We called the assisted care facility ahead of time to schedule a time, and so they could find out which individuals were not receiving visits. (We also should have asked which people could have cookies or not before hand.)
After arriving at the facility and picking up a list of those who desperately needed visits, we separated into groups of 2 or 3 to visit individuals in their rooms. We were able to talk and provide a treat and service to many very lonely individuals in the facility.
After visiting the assisted care facility, we went to the Alzheimer’s unit in back of the facility. There we held hands with patients, delivered more cookies, visited, and sang some older songs. Some of the patients perked up when we sang and began singing with us — even requesting that we sing “Let Me Call You Sweetheart” again.

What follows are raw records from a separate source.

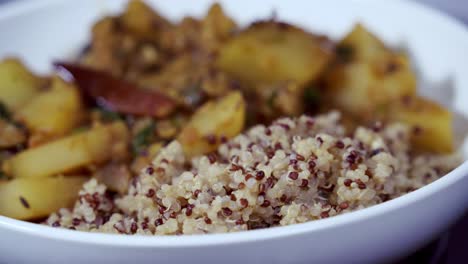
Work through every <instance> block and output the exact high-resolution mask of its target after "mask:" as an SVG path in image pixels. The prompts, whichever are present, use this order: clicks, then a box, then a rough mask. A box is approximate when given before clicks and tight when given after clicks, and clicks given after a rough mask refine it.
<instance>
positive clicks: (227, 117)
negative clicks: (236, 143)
mask: <svg viewBox="0 0 468 264" xmlns="http://www.w3.org/2000/svg"><path fill="white" fill-rule="evenodd" d="M245 114H246V113H245V101H244V99H243V98H242V95H241V93H240V92H231V93H230V94H228V95H226V96H225V97H223V98H221V99H219V100H217V101H210V102H208V103H206V104H204V105H203V106H201V107H200V108H199V109H198V110H197V111H196V112H195V114H194V115H193V116H192V119H191V120H190V121H189V122H188V124H187V125H186V126H185V127H184V128H183V130H182V132H181V133H180V135H179V137H178V138H177V140H178V141H179V142H180V143H181V144H182V146H183V148H184V152H185V153H186V155H187V156H189V157H193V156H196V155H200V154H205V153H208V152H211V151H214V150H215V149H216V148H217V147H218V146H219V144H220V143H221V141H222V140H221V139H222V138H226V139H229V138H233V137H234V136H237V134H239V133H240V132H241V131H242V129H243V128H244V123H245Z"/></svg>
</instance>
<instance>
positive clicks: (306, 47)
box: [218, 22, 332, 85]
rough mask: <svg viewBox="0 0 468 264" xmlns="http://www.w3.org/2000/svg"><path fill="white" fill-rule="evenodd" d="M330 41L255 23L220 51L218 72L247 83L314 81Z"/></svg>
mask: <svg viewBox="0 0 468 264" xmlns="http://www.w3.org/2000/svg"><path fill="white" fill-rule="evenodd" d="M329 46H330V42H329V41H328V40H326V39H323V38H319V37H317V36H314V35H312V34H310V33H307V32H305V31H303V30H301V29H299V28H297V27H294V26H291V25H287V24H285V23H277V22H263V23H256V24H254V25H252V26H250V27H249V28H248V29H247V30H245V31H244V32H242V33H240V34H239V35H238V36H237V37H234V38H233V39H232V40H231V41H229V42H228V43H227V44H226V45H225V46H223V47H222V48H221V51H220V55H219V59H218V64H219V66H220V67H221V69H223V70H225V71H226V72H228V73H230V74H232V75H233V76H235V77H237V78H240V79H241V80H242V81H245V82H247V83H250V84H256V83H274V82H277V81H297V82H298V83H299V84H301V85H302V84H305V83H308V82H310V81H312V80H314V79H316V78H317V76H318V75H319V74H320V73H321V71H322V70H323V69H324V67H325V66H326V65H327V64H328V62H329V59H331V53H332V52H331V51H329Z"/></svg>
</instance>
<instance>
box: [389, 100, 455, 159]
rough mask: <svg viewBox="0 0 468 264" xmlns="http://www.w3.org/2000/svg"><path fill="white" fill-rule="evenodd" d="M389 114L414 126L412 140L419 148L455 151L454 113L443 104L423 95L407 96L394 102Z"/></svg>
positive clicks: (416, 148) (415, 147)
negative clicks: (453, 129) (423, 97)
mask: <svg viewBox="0 0 468 264" xmlns="http://www.w3.org/2000/svg"><path fill="white" fill-rule="evenodd" d="M388 116H389V119H390V120H392V121H399V122H403V123H406V124H408V125H410V126H411V127H412V131H413V136H412V142H413V143H414V145H415V148H416V149H417V150H421V151H430V152H437V153H449V152H452V151H453V148H454V143H453V142H454V139H453V129H452V120H453V117H452V113H451V112H450V111H448V110H447V109H445V108H444V107H442V106H441V105H439V104H437V103H435V102H433V101H431V100H429V99H425V98H422V97H405V98H403V99H402V100H398V101H396V102H395V103H393V104H392V106H391V108H390V110H389V111H388Z"/></svg>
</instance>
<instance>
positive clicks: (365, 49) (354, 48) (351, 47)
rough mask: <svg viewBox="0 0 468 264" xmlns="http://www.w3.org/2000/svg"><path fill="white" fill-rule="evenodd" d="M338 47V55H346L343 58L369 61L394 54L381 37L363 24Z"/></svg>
mask: <svg viewBox="0 0 468 264" xmlns="http://www.w3.org/2000/svg"><path fill="white" fill-rule="evenodd" d="M337 49H338V56H345V57H346V58H341V59H345V60H352V61H360V62H369V63H372V62H373V61H375V60H379V59H380V58H383V57H386V56H391V54H392V52H391V51H390V50H388V49H387V48H386V47H385V45H384V43H383V42H382V41H381V40H380V39H378V38H377V37H376V36H374V35H373V34H372V33H370V32H369V31H368V30H367V29H366V28H364V26H363V25H361V24H357V25H356V26H355V27H354V29H353V30H352V31H351V32H350V33H349V34H348V35H347V36H346V37H345V38H344V39H343V40H342V41H341V42H340V44H339V45H338V47H337Z"/></svg>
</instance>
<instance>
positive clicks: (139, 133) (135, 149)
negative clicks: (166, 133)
mask: <svg viewBox="0 0 468 264" xmlns="http://www.w3.org/2000/svg"><path fill="white" fill-rule="evenodd" d="M155 128H156V125H155V124H154V122H151V123H150V124H149V125H148V126H146V127H145V128H143V129H142V130H140V131H139V132H138V133H137V134H136V135H135V137H133V139H132V150H133V153H134V154H135V155H137V154H140V153H142V152H143V151H144V150H145V149H146V148H147V147H148V146H149V144H150V143H151V142H152V141H153V140H154V134H155V133H154V130H155Z"/></svg>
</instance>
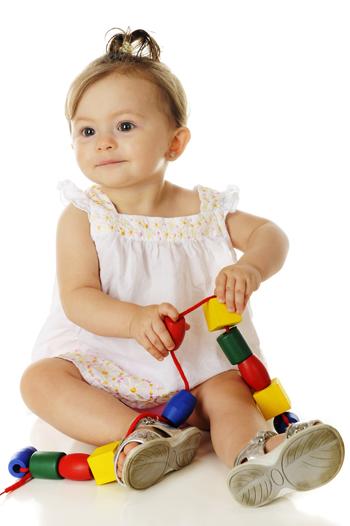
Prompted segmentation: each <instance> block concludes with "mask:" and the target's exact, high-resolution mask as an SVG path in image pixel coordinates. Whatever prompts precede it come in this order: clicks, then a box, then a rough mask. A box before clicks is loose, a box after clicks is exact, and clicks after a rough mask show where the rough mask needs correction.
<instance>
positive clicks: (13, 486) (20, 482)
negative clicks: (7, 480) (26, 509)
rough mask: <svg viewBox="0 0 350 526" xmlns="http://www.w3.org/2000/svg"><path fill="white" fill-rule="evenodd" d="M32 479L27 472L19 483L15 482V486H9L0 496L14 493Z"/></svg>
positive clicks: (2, 492) (29, 475) (18, 482)
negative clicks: (10, 493)
mask: <svg viewBox="0 0 350 526" xmlns="http://www.w3.org/2000/svg"><path fill="white" fill-rule="evenodd" d="M32 478H33V477H32V474H31V473H29V472H28V473H27V474H26V475H24V477H23V478H21V480H20V481H19V482H16V484H12V486H9V487H8V488H5V490H4V491H3V492H2V493H0V495H3V494H4V493H9V492H10V491H14V490H15V489H17V488H20V487H21V486H23V485H24V484H25V483H26V482H27V481H29V480H31V479H32Z"/></svg>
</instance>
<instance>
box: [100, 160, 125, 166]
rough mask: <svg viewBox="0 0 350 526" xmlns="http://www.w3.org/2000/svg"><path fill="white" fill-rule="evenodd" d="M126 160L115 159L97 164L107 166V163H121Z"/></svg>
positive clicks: (101, 162) (114, 163)
mask: <svg viewBox="0 0 350 526" xmlns="http://www.w3.org/2000/svg"><path fill="white" fill-rule="evenodd" d="M123 162H124V161H114V160H113V159H110V160H106V161H102V162H101V163H98V164H96V166H106V165H107V164H119V163H123Z"/></svg>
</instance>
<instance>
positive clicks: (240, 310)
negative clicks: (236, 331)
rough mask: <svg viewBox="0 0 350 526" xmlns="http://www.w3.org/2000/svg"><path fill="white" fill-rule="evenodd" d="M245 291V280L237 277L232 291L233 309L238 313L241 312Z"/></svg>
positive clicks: (245, 289)
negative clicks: (234, 289) (238, 278)
mask: <svg viewBox="0 0 350 526" xmlns="http://www.w3.org/2000/svg"><path fill="white" fill-rule="evenodd" d="M245 292H246V283H245V280H242V279H237V280H236V284H235V291H234V302H235V310H236V312H237V313H238V314H241V313H242V312H243V310H244V298H245Z"/></svg>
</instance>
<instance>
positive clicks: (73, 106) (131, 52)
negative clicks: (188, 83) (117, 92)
mask: <svg viewBox="0 0 350 526" xmlns="http://www.w3.org/2000/svg"><path fill="white" fill-rule="evenodd" d="M115 29H117V30H119V31H121V33H117V34H115V35H114V36H113V37H112V38H111V39H110V40H109V42H108V44H107V46H106V53H105V54H104V55H102V56H101V57H99V58H97V59H96V60H94V61H93V62H91V63H90V64H89V65H88V66H87V67H86V68H85V69H84V70H83V71H82V72H81V73H80V74H79V75H78V76H77V77H76V78H75V79H74V80H73V82H72V84H71V86H70V88H69V91H68V94H67V98H66V103H65V115H66V118H67V120H68V124H69V128H70V129H71V120H72V119H73V118H74V115H75V113H76V111H77V107H78V104H79V102H80V100H81V98H82V96H83V95H84V93H85V91H86V90H87V88H88V87H89V86H91V85H92V84H94V83H95V82H97V81H98V80H101V79H103V78H104V77H107V76H108V75H111V74H113V73H118V74H122V75H127V76H133V77H137V78H142V79H145V80H148V81H150V82H152V83H153V84H154V85H155V86H156V87H157V88H158V92H159V95H160V101H161V106H162V109H163V111H165V113H166V115H167V117H168V119H169V123H170V124H172V125H173V126H175V127H176V128H179V127H181V126H186V124H187V98H186V94H185V91H184V89H183V87H182V84H181V82H180V81H179V79H178V78H177V77H176V76H175V75H174V74H173V73H172V72H171V71H170V69H169V68H168V67H167V66H166V65H165V64H163V63H162V62H160V48H159V46H158V44H157V42H156V41H155V40H154V38H152V37H151V36H150V35H149V34H148V33H147V32H146V31H144V30H143V29H136V30H135V31H132V32H130V28H128V29H127V31H123V30H122V29H119V28H115ZM144 51H145V54H144Z"/></svg>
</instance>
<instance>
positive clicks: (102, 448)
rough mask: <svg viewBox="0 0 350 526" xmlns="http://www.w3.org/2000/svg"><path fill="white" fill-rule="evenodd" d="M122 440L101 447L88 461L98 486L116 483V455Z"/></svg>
mask: <svg viewBox="0 0 350 526" xmlns="http://www.w3.org/2000/svg"><path fill="white" fill-rule="evenodd" d="M120 442H121V440H117V441H115V442H110V443H109V444H105V445H104V446H100V447H98V448H97V449H95V451H93V452H92V453H91V455H90V456H89V457H88V459H87V461H88V464H89V466H90V469H91V471H92V474H93V476H94V479H95V482H96V484H107V482H115V480H116V475H115V471H114V453H115V452H116V450H117V447H118V446H119V444H120Z"/></svg>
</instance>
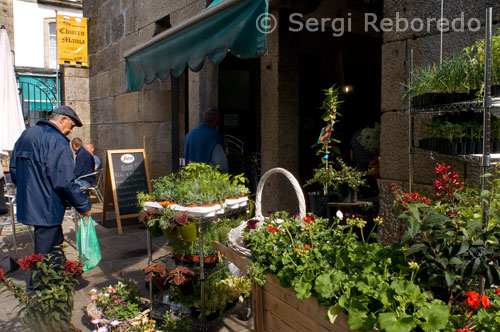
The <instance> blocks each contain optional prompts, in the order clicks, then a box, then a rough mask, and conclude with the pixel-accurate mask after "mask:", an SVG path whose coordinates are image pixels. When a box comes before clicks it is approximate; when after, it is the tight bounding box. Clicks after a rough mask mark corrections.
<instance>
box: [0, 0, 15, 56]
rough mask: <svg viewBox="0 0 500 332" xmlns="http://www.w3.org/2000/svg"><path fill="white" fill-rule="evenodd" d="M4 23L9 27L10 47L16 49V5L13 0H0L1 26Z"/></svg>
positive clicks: (12, 48) (7, 27) (3, 25)
mask: <svg viewBox="0 0 500 332" xmlns="http://www.w3.org/2000/svg"><path fill="white" fill-rule="evenodd" d="M2 25H3V26H5V29H7V33H8V35H9V41H10V48H11V49H12V50H14V7H13V5H12V0H0V26H2Z"/></svg>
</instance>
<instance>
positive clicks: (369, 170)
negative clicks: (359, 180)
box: [350, 125, 380, 197]
mask: <svg viewBox="0 0 500 332" xmlns="http://www.w3.org/2000/svg"><path fill="white" fill-rule="evenodd" d="M372 126H373V125H372ZM363 130H370V131H373V129H372V128H370V127H369V126H368V127H364V128H360V129H358V130H357V131H355V132H354V134H353V135H352V136H351V141H350V144H351V150H350V159H351V160H352V161H353V162H355V163H356V169H357V170H358V171H362V172H365V171H370V174H369V175H368V176H367V177H366V181H367V187H364V188H361V189H360V195H361V196H362V197H372V196H376V195H377V194H378V185H377V182H376V179H378V178H379V177H380V175H379V163H378V154H377V152H376V151H374V150H372V151H371V150H370V149H369V148H367V147H365V146H364V145H363V144H362V143H361V142H360V137H361V136H362V133H363ZM371 139H372V140H373V141H375V140H376V138H375V137H371ZM368 143H373V142H365V145H366V144H368ZM372 145H373V144H370V146H371V147H372V148H374V146H372Z"/></svg>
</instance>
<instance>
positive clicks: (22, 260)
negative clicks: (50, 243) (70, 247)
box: [0, 254, 84, 331]
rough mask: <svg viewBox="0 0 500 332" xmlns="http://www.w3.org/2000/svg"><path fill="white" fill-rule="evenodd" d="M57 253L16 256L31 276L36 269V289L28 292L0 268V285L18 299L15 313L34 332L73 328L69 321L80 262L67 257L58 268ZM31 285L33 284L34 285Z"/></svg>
mask: <svg viewBox="0 0 500 332" xmlns="http://www.w3.org/2000/svg"><path fill="white" fill-rule="evenodd" d="M60 259H61V258H60V256H59V255H58V256H55V255H52V254H49V255H46V256H44V255H42V254H32V255H30V256H26V257H23V258H20V259H19V265H20V266H21V268H22V269H23V270H25V271H29V272H30V274H32V275H33V277H34V276H35V271H39V273H40V277H39V279H38V284H39V286H40V289H39V290H36V294H28V293H27V292H26V291H25V290H24V289H25V287H24V286H20V285H17V284H15V283H14V282H13V281H12V280H10V279H9V278H6V277H5V275H4V272H3V269H0V288H1V289H2V292H6V291H7V292H10V293H12V295H14V297H15V298H16V299H17V300H18V301H19V305H18V307H19V313H18V315H19V316H20V317H21V321H22V323H23V325H25V326H28V327H31V328H33V329H34V330H35V331H74V330H76V328H75V327H74V326H73V324H72V323H71V318H72V313H73V303H74V302H73V294H74V292H75V287H76V285H78V278H79V277H80V276H81V275H82V273H83V270H82V269H83V265H84V264H83V262H82V261H81V260H80V259H78V260H76V261H73V260H67V261H65V263H64V264H63V267H62V268H61V265H60V262H59V260H60ZM35 287H37V285H36V284H35Z"/></svg>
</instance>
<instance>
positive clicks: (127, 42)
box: [118, 32, 139, 59]
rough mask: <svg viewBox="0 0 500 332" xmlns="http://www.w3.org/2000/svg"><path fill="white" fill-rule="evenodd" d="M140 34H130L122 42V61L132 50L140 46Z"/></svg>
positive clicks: (120, 46)
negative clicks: (124, 55) (132, 49)
mask: <svg viewBox="0 0 500 332" xmlns="http://www.w3.org/2000/svg"><path fill="white" fill-rule="evenodd" d="M138 39H139V32H134V33H131V34H128V35H127V36H126V37H125V38H123V39H122V40H120V43H119V44H118V45H119V46H118V47H119V53H118V55H119V57H120V59H124V54H125V53H126V52H127V51H129V50H130V49H132V48H134V47H136V46H137V45H138V42H137V41H138Z"/></svg>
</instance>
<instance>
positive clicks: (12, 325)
mask: <svg viewBox="0 0 500 332" xmlns="http://www.w3.org/2000/svg"><path fill="white" fill-rule="evenodd" d="M100 211H102V207H101V206H100V205H99V204H96V205H94V206H93V217H94V220H95V225H96V231H97V236H98V238H99V245H100V248H101V254H102V260H101V263H100V264H99V265H98V266H97V267H96V268H94V269H93V270H91V271H87V272H85V273H84V274H83V279H82V280H81V282H80V285H78V287H77V291H76V293H75V296H74V311H73V324H74V325H75V326H76V327H78V328H80V329H82V331H92V330H93V329H94V328H93V325H92V324H91V323H90V321H89V319H88V317H87V314H86V307H87V305H88V304H89V302H90V299H89V295H88V293H89V291H90V290H91V289H92V288H95V289H100V288H102V287H104V286H107V285H110V284H115V283H116V282H118V281H119V280H123V279H134V280H137V281H138V282H139V285H140V286H142V285H144V287H140V290H141V293H142V296H144V297H146V298H147V297H149V293H148V291H147V289H146V287H145V284H144V283H143V280H144V273H143V272H142V269H144V268H145V267H146V266H147V244H146V231H145V228H144V227H143V226H142V225H139V224H137V222H135V221H133V220H126V221H124V222H123V221H122V224H123V235H121V236H120V235H118V233H117V229H116V222H115V221H114V220H112V218H111V220H109V221H107V222H106V225H105V226H103V225H102V224H101V213H100ZM107 219H110V217H109V216H108V217H107ZM16 225H19V226H16V234H17V242H18V245H17V247H18V250H17V254H18V257H21V256H24V255H29V254H31V253H32V252H33V244H32V242H31V237H30V233H29V231H28V230H27V227H25V226H23V225H20V224H16ZM63 229H64V236H65V239H66V241H67V242H68V244H69V246H68V247H67V248H66V255H67V256H68V257H69V258H72V259H74V258H76V257H77V256H78V249H77V246H76V234H75V225H74V222H73V221H72V220H71V219H69V218H68V219H65V220H64V222H63ZM166 241H167V239H166V238H164V237H159V238H155V239H153V259H156V258H159V257H161V256H164V255H166V254H168V253H169V252H170V249H171V248H170V247H169V246H167V245H166ZM0 251H1V253H2V254H3V255H8V256H10V257H12V258H15V252H14V241H13V236H12V231H11V227H10V226H4V227H3V229H2V231H1V234H0ZM8 276H9V277H12V278H13V279H14V280H15V281H17V282H18V283H20V284H22V285H24V283H25V281H26V279H27V275H26V273H25V272H24V271H22V270H21V269H19V270H17V271H14V272H12V273H9V274H8ZM0 303H1V304H2V305H1V306H0V331H15V332H17V331H25V329H23V328H22V326H21V323H20V320H19V319H18V318H17V317H16V315H17V308H16V305H17V300H16V299H15V298H14V297H13V296H11V295H10V294H9V293H2V294H0ZM251 330H252V320H251V319H250V320H248V321H240V320H238V319H237V318H236V316H229V317H227V318H225V319H224V320H223V321H222V322H221V323H220V324H218V325H217V326H214V327H213V328H211V330H210V331H211V332H216V331H220V332H230V331H235V332H240V331H241V332H246V331H251Z"/></svg>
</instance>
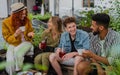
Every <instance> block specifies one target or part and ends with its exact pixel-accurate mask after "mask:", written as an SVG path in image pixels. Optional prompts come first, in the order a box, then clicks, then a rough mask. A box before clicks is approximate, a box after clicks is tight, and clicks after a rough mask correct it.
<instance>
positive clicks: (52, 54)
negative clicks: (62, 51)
mask: <svg viewBox="0 0 120 75" xmlns="http://www.w3.org/2000/svg"><path fill="white" fill-rule="evenodd" d="M55 59H56V54H55V53H52V54H50V56H49V61H50V62H53V61H54V60H55Z"/></svg>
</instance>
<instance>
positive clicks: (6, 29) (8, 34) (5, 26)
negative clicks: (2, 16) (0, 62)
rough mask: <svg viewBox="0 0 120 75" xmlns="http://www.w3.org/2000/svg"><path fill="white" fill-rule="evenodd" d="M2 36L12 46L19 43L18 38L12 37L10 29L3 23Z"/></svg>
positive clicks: (6, 25)
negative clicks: (14, 43) (13, 44)
mask: <svg viewBox="0 0 120 75" xmlns="http://www.w3.org/2000/svg"><path fill="white" fill-rule="evenodd" d="M2 35H3V38H4V39H5V41H6V42H8V43H9V44H14V43H17V42H18V41H19V37H16V38H15V37H14V33H11V32H10V27H8V25H7V24H6V23H5V22H2Z"/></svg>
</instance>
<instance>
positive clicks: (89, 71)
mask: <svg viewBox="0 0 120 75" xmlns="http://www.w3.org/2000/svg"><path fill="white" fill-rule="evenodd" d="M109 22H110V17H109V15H107V14H105V13H97V14H94V15H93V16H92V25H91V29H92V33H93V35H90V50H85V51H83V52H82V56H83V57H85V58H88V59H90V61H89V60H88V61H83V62H82V63H79V65H78V67H77V71H78V73H79V74H78V75H87V73H90V72H91V71H92V70H91V68H90V67H91V63H95V64H94V65H95V66H96V68H97V73H98V75H105V72H104V70H103V68H102V65H101V64H104V65H107V66H108V65H111V64H112V63H113V60H112V58H113V57H112V56H111V55H110V52H111V47H112V46H113V45H117V44H119V43H120V40H119V38H120V37H119V36H120V35H119V33H117V32H116V31H114V30H112V29H109V28H108V27H109ZM114 53H115V54H117V53H116V52H114ZM114 57H116V56H114ZM92 75H93V74H92Z"/></svg>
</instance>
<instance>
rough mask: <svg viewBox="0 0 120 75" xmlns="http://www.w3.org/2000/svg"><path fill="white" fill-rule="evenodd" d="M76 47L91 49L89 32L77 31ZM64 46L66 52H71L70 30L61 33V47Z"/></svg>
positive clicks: (84, 48) (76, 31) (80, 48)
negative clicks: (87, 33)
mask: <svg viewBox="0 0 120 75" xmlns="http://www.w3.org/2000/svg"><path fill="white" fill-rule="evenodd" d="M74 46H75V49H76V50H77V49H89V35H88V34H87V32H85V31H82V30H77V31H76V36H75V41H74ZM62 47H63V48H64V50H65V52H67V53H68V52H71V41H70V37H69V33H68V32H64V33H62V34H61V38H60V43H59V48H62Z"/></svg>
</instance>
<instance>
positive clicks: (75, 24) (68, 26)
mask: <svg viewBox="0 0 120 75" xmlns="http://www.w3.org/2000/svg"><path fill="white" fill-rule="evenodd" d="M65 29H66V31H67V32H69V33H70V35H71V36H75V34H76V30H77V28H76V24H75V23H74V22H72V23H68V24H67V25H66V27H65Z"/></svg>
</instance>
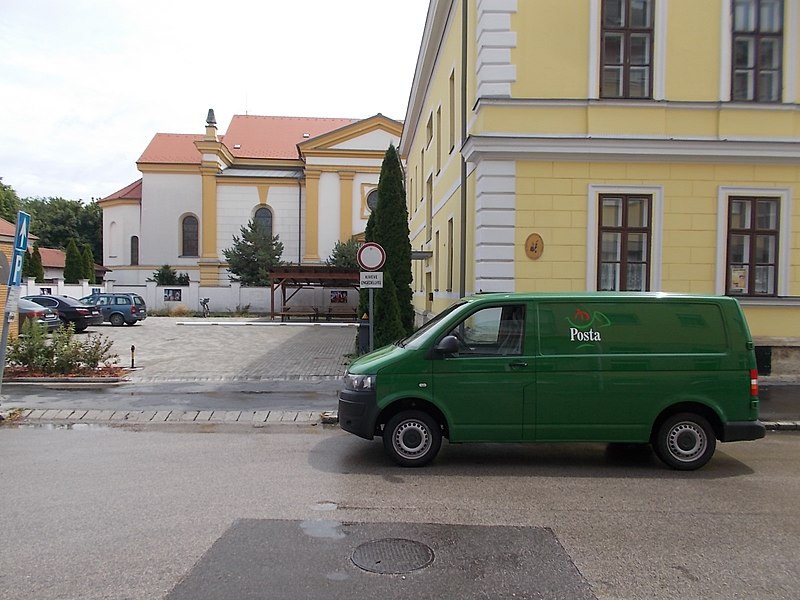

This was a very successful service project, involving members of many ages, including our transitioning young women and elderly sisters. After the activity, we walked to a nearby house for a visit and refreshments with a ward member’s elderly mother.
In addition to strengthening lonely patients in the Assisted Care and Alzheimer’s facilities, the short walk, refreshments, and separating into groups for the service project strengthened many friendships with our ward sisters.